Queensland Liberal National Party leader Lawrence Springborg — often accused by his Labor opponents of being a policy free zone — was quick out of the blocks on Monday, making an announcement about trail bike tracks. The self-styled Borg, having intimated last year in his rebranding exercise that he’d soon have the solution to all Queensland’s problems in the key domains of health, education and transport, has retreated to a small policy, small target approach.

This stance is justified by the economic situation and a whole lot of the rhetoric the Queensland Nationals have been spouting for decades about low taxes and the evils of debt. But actually the game is being played this way because the hard work of policy formulation simply hasn’t been done, and because the LNP’s idea of a successful campaign strategy is to wait for Anna Bligh’s Labor government to fall over of its own accord. All Springborg has to do, the thinking goes, is look bright and shiny and new and the “unified conservative force” will find its own path to victory.

The Borg’s trail bike bonanza, though, didn’t exactly make a huge splash in the press. And what reaction it did get showed some elementary political steps hadn’t been taken by his office — such as alerting relevant interest groups and anticipating their comments. The trouble with bite sized policy is that while it’s supposed to sound positive and uncontroversial to the general public, there are always groups who care deeply about the area and who may bite back.

But probably of more significance was an apparently throwaway comment the Borg made during Monday’s launch. For reasons which are rather obscure, he started talking up the possibility of former Minister Mal Brough running for a Labor held state seat. This is quite bizarre — because Springborg and the Nats relished the opportunity at the time of the amalgamation to destroy Brough’s career during his ill fated incumbency as Liberal Party President.

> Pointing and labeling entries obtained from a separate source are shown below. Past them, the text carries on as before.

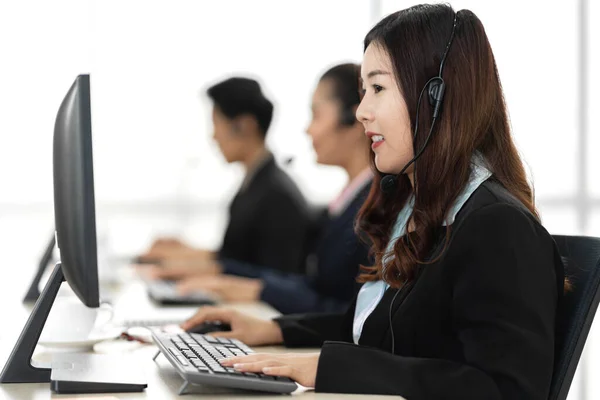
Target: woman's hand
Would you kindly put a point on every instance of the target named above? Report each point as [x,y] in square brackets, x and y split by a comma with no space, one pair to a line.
[227,287]
[252,331]
[300,367]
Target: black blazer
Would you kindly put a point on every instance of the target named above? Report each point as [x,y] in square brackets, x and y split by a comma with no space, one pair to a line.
[477,324]
[334,259]
[331,282]
[268,222]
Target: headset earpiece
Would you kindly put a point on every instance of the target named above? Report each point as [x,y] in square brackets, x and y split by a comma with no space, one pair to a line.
[436,91]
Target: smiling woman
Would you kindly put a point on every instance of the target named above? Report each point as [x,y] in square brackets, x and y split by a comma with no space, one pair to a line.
[462,297]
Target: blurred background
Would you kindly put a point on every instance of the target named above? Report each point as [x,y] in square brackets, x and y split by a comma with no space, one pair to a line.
[157,171]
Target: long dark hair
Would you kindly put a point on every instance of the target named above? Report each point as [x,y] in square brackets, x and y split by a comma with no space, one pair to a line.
[473,119]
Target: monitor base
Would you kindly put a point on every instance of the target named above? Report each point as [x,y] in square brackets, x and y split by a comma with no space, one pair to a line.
[18,368]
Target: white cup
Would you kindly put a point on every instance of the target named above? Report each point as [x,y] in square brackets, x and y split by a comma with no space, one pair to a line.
[71,321]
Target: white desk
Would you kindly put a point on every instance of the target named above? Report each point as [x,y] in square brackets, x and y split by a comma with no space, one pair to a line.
[163,380]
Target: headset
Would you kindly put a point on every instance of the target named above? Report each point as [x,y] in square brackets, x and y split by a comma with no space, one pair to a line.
[436,87]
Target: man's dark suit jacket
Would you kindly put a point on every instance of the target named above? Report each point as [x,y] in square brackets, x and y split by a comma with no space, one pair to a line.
[479,323]
[330,285]
[268,222]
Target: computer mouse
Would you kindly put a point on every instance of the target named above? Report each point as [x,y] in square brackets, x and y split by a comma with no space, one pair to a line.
[210,327]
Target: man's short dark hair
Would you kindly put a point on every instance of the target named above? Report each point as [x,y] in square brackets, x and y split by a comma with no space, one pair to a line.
[238,96]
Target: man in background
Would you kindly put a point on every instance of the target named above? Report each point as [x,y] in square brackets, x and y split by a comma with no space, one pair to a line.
[269,218]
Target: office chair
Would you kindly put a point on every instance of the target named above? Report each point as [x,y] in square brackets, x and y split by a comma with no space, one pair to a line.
[581,256]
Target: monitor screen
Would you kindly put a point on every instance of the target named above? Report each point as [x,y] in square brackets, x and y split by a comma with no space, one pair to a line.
[74,206]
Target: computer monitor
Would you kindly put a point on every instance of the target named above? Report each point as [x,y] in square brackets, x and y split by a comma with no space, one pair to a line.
[75,228]
[74,208]
[33,292]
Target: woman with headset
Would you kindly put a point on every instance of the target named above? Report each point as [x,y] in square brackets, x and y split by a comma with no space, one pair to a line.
[462,297]
[336,254]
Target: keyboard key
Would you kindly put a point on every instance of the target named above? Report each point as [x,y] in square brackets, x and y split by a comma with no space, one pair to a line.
[182,360]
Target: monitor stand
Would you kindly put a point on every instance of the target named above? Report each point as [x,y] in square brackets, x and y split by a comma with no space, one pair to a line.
[34,292]
[73,373]
[18,368]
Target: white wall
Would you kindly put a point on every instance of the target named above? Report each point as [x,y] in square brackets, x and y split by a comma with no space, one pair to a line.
[150,61]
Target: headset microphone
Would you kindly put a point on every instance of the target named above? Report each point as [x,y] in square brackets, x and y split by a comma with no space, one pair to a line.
[436,88]
[388,184]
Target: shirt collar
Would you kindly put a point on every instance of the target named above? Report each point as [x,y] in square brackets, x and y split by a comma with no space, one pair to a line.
[479,174]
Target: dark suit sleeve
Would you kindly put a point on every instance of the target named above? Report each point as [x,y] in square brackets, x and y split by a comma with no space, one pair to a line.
[282,226]
[289,293]
[292,294]
[500,272]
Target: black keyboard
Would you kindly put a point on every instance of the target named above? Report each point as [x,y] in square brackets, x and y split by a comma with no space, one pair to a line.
[196,358]
[165,292]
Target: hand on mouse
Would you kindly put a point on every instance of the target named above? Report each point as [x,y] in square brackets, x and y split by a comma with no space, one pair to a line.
[227,287]
[252,331]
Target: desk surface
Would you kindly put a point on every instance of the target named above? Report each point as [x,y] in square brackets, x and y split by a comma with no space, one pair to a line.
[163,381]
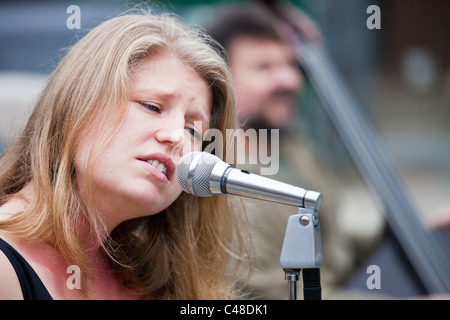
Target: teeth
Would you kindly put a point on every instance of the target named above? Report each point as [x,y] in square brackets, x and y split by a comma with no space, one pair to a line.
[158,165]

Sources Crikey has spoken to rule out any possibility that the Borg has seriously approached Brough. It would appear instead that the LNP’s polling suggests continued weakness and scepticism among urban and outer suburban Liberal voters — whose support the opposition desperately needs to be within even a mile of toppling Bligh. But Springborg has adopted a strange way of seeking to win these electors over. Just as with his trail bike announcement, he’s failed to anticipate the response — it’s more likely than not that this remark will re-open old wounds, and smoke some disillusioned Liberals out of the closet and back into the public gaze. Just what the opposition leader doesn’t need on his ride to putative victory.